Description

In a judgment handed down on March 16, 2016 (case file no. I SA/Gl 1220/15), the Provincial Administrative Court in Gliwice held that a positive value of goodwill earned as a result of the sale of an enterprise [Polish: przedsiębiorstwo] is a property right and, for this reason, just like any other assets, it is subject to the tax on civil law transactions (PCC) levied on the purchase agreement.

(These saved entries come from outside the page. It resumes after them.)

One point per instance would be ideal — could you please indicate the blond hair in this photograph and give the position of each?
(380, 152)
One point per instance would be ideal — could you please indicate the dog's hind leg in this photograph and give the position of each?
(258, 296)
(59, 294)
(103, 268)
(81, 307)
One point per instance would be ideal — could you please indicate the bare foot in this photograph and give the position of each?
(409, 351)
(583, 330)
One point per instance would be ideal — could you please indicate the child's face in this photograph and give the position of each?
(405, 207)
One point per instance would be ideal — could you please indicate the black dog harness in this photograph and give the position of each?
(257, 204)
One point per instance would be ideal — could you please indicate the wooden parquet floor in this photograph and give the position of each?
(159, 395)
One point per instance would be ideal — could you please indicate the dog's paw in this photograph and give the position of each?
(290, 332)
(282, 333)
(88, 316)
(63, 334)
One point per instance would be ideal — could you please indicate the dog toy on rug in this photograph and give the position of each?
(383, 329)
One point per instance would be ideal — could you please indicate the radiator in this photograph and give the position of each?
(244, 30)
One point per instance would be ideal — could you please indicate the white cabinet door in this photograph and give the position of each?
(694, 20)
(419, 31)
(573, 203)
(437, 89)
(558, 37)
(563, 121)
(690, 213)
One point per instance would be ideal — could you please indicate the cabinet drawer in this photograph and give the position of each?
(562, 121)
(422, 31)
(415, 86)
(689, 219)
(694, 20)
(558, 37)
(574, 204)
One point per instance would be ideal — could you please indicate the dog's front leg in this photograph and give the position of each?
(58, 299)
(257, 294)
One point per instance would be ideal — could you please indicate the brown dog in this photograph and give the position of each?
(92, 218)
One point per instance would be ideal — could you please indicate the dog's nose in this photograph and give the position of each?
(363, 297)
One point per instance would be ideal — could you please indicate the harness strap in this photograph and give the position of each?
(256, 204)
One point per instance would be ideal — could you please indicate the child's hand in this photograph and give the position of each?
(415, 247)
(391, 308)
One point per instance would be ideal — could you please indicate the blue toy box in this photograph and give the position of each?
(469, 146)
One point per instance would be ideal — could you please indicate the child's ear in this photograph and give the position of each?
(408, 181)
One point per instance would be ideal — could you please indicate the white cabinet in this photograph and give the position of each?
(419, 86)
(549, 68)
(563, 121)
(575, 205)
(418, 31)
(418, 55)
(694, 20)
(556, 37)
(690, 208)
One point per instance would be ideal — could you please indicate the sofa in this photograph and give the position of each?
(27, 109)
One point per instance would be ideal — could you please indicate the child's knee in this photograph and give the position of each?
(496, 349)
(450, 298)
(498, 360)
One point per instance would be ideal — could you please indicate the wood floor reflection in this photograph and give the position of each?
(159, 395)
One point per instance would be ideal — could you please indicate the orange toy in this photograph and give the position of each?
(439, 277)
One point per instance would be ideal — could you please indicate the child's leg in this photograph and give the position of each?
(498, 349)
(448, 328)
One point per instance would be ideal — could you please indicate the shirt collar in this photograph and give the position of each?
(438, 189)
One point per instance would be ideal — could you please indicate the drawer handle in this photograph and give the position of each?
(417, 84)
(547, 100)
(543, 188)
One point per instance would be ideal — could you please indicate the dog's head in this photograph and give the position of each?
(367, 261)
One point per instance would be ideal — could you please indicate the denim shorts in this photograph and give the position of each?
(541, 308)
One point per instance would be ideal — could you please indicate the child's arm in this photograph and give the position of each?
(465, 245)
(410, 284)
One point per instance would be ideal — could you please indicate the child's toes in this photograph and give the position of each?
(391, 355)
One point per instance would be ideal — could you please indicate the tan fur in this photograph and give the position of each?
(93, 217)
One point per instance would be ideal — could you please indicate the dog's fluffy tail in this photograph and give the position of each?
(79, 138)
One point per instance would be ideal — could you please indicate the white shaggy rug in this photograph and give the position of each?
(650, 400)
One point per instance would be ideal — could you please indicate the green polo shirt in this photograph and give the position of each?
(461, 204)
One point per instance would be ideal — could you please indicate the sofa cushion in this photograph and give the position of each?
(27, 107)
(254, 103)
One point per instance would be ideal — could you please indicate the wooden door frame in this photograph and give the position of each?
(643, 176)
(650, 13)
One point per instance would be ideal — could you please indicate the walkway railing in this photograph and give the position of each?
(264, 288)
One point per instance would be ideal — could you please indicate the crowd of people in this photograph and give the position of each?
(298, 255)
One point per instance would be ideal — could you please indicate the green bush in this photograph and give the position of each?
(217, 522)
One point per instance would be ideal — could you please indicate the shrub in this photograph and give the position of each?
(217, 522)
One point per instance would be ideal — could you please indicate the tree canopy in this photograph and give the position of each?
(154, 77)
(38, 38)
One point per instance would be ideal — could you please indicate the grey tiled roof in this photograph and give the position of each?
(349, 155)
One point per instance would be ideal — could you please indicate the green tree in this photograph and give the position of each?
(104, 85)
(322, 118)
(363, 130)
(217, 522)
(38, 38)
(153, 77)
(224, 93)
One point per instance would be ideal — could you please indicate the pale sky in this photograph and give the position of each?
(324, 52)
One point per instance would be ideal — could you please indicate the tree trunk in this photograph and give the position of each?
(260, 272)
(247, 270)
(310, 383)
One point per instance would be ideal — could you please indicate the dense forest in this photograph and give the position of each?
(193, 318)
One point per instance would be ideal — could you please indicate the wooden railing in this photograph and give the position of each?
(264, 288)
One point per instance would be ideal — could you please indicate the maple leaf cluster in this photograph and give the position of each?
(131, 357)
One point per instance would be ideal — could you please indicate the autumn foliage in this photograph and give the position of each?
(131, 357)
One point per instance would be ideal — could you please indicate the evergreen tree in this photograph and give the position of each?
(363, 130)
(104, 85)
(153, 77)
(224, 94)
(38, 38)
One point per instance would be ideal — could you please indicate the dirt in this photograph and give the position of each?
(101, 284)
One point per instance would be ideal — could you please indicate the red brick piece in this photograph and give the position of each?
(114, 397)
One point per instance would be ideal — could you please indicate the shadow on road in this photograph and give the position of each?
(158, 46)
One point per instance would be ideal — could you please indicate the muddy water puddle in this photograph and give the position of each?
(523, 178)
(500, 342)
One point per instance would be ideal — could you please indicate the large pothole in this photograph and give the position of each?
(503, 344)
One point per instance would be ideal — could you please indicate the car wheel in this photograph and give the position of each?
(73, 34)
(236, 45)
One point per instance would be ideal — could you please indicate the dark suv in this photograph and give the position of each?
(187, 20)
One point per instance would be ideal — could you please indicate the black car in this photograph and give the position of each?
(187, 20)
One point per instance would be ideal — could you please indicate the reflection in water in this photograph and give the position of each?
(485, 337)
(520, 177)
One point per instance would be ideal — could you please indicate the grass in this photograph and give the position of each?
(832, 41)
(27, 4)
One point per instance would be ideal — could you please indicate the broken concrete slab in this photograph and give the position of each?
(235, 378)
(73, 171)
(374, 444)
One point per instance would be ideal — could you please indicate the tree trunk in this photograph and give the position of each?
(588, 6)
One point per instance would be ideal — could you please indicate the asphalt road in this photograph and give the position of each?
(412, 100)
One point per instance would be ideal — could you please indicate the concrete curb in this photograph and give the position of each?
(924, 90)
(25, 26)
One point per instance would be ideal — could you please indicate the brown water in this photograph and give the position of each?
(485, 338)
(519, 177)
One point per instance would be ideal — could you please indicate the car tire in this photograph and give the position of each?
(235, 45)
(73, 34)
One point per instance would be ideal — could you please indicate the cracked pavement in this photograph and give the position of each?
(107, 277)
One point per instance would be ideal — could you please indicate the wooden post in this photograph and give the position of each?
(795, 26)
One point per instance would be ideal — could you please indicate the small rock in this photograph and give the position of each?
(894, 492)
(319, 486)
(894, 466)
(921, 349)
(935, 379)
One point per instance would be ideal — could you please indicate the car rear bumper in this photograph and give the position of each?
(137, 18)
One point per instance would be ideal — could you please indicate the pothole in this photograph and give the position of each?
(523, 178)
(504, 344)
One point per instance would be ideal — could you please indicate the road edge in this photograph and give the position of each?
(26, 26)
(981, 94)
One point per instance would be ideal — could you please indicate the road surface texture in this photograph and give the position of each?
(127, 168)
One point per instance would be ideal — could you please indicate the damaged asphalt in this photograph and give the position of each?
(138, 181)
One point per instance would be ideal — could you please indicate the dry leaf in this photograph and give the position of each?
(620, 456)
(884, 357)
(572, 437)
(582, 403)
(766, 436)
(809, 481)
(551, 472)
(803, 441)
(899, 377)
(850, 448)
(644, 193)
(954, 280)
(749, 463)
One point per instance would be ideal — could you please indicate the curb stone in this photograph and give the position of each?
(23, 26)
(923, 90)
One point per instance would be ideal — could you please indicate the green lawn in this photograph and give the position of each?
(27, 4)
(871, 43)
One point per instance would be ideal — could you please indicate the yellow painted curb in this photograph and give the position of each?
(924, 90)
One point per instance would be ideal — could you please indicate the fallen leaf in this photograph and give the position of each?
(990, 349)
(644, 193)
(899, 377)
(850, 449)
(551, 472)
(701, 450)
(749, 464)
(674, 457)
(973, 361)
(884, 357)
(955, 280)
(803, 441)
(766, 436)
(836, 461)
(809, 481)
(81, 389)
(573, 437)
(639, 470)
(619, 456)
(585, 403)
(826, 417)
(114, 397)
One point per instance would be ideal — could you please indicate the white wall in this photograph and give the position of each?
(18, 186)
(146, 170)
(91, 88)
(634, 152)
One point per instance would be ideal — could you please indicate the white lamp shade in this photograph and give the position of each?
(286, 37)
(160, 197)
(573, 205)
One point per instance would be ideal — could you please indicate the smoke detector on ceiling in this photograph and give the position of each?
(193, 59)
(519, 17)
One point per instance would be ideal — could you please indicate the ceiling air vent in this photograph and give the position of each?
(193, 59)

The taxpayer involved in the case argued that goodwill was merely a specialist term (used in balance sheets and tax parlance) and did not amount per se to a property right, because it apparently did not have features characteristic of property rights, in that it could not independently constitute a subject matter of a legal transaction or a civil law dispute between parties to the legal transaction. Consequently, the goodwill assessed for accounting and/or CIT purposes should not be subject to PCC, as it does not constitute a property right expressly listed in the applicable statutory regulations as one subject to PCC. The court did not agree with the taxpayer’s argumentation and dismissed his appeal. When orally providing the statement of grounds for the judgment, the court stressed that positive goodwill has the nature of a property right, because it constitutes a quantifiable value, is inextricably attached to the enterprise and can be disposed of as a constituent part of the enterprise. Moreover, goodwill becomes quantifiable only if and when a prospective purchaser is able to assess its value. According to the court, positive goodwill is an asset value on intangible rights. By the same token, in the court’s estimation, assessment of the tax base should not be a problem and the difference between the value of individual assets of the enterprise listed in the purchase agreement and the price charged by the seller will become the tax base for PCC taxation.

Comment

The tax base for PCC purposes in the case of sale of an enterprise has been a notoriously controversial problem. One of the most essential issues is whether or not to include goodwill in the tax base, considering that goodwill is neither a thing nor a property right (in terms of civil law) but an accounting and tax term denoting the difference between the purchase price of the enterprise and the net fair value of all assets purchased, where the latter is lower than the former. Despite worthy arguments cited to support the thesis that no PCC will apply to positive goodwill, in the present case the court chose a pro-fiscal interpretation of the PCC Act, thereby following in the footsteps of other administrative courts in similar cases. Hopefully, in the written statement of grounds the court will provide exhaustive argumentation on why it decided to treat goodwill as a property right, unlike previous judgments in similar cases. Notwithstanding the foregoing, a taxpayer intending to purchase an enterprise or an organized part of an enterprise must factor in the risk of having to pay PCC on goodwill or carefully structure the transaction so as to minimize its tax exposure.